Materials and methods
This was a retrospective review of hematologic results at enrollment to HIV care from 2005 to 2013. The prevalence and correlates of thrombocytopenia were estimated based on the Immune Suppressed Syndrome (ISS) Clinic electronic database. A cross-sectional study determined the occurrence of antiplatelet antibodies, using the monoclonal antibody-specific immobilization of platelet antigens (MAIPA) technique.
Results
We reviewed 15,030 client records.
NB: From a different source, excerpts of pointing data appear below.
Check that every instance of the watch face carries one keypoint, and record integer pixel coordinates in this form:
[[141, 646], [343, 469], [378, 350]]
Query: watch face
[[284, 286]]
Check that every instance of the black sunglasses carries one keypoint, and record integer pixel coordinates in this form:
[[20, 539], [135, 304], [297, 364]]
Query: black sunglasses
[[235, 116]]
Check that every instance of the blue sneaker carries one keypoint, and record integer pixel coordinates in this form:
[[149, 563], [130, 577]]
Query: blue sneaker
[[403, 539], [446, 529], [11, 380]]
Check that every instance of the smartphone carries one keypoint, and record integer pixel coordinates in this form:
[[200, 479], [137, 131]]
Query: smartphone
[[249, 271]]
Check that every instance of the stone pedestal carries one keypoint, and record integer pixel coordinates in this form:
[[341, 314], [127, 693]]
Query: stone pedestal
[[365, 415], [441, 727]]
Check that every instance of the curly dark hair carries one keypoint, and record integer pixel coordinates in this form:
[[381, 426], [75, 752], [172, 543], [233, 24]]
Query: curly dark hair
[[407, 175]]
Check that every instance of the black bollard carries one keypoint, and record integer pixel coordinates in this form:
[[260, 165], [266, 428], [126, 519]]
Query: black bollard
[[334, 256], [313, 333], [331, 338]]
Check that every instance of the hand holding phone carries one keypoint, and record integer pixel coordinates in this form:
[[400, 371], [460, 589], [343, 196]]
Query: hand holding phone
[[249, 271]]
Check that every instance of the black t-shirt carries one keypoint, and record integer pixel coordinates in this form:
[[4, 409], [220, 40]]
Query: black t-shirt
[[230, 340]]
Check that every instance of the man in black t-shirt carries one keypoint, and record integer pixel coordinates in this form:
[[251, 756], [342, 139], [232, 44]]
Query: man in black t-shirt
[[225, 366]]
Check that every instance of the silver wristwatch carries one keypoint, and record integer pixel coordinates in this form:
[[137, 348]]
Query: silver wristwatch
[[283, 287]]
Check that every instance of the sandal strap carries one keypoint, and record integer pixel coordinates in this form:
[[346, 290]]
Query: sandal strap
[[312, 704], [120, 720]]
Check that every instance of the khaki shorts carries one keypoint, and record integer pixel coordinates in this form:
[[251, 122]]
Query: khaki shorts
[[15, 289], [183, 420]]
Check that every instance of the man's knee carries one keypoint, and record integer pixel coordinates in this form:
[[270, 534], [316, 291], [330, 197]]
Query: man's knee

The median age was 35.0 (range 18–78; interquartile range [IQR] 28–42) years, and there were 63.2% (n=9,500) females. The overall prevalence of thrombocytopenia was 17.4% (95% confidence interval [CI]: 16.8%–18.0%). The prevalence of thrombocytopenia was 17.8% (95% CI: 17.1%–18.4%) among antiretroviral therapy (ART)-naïve clients (n=2,675) and was 13.0% (95% CI: 0.3%–21.9%) for clients who were on ART (n=6). The study found a significant association between thrombocytopenia and other cytopenias, CD4 counts, ART, and deteriorating HIV stage (P<0.05). Two of the 40 participants (5.0%) had antiplatelet antibodies.
Conclusion
This study has showed a high prevalence of HIV-related thrombocytopenia. Antiplatelet antibodies were found in 5.0% of HIV-infected thrombocytopenic participants. Our study shows a significant association of thrombocytopenia burden in a high-HIV study population (Southwest Uganda); therefore, there is need to monitor platelet counts and initiate platelet transfusion in our blood banking practices, to avert possible risks of bleeding.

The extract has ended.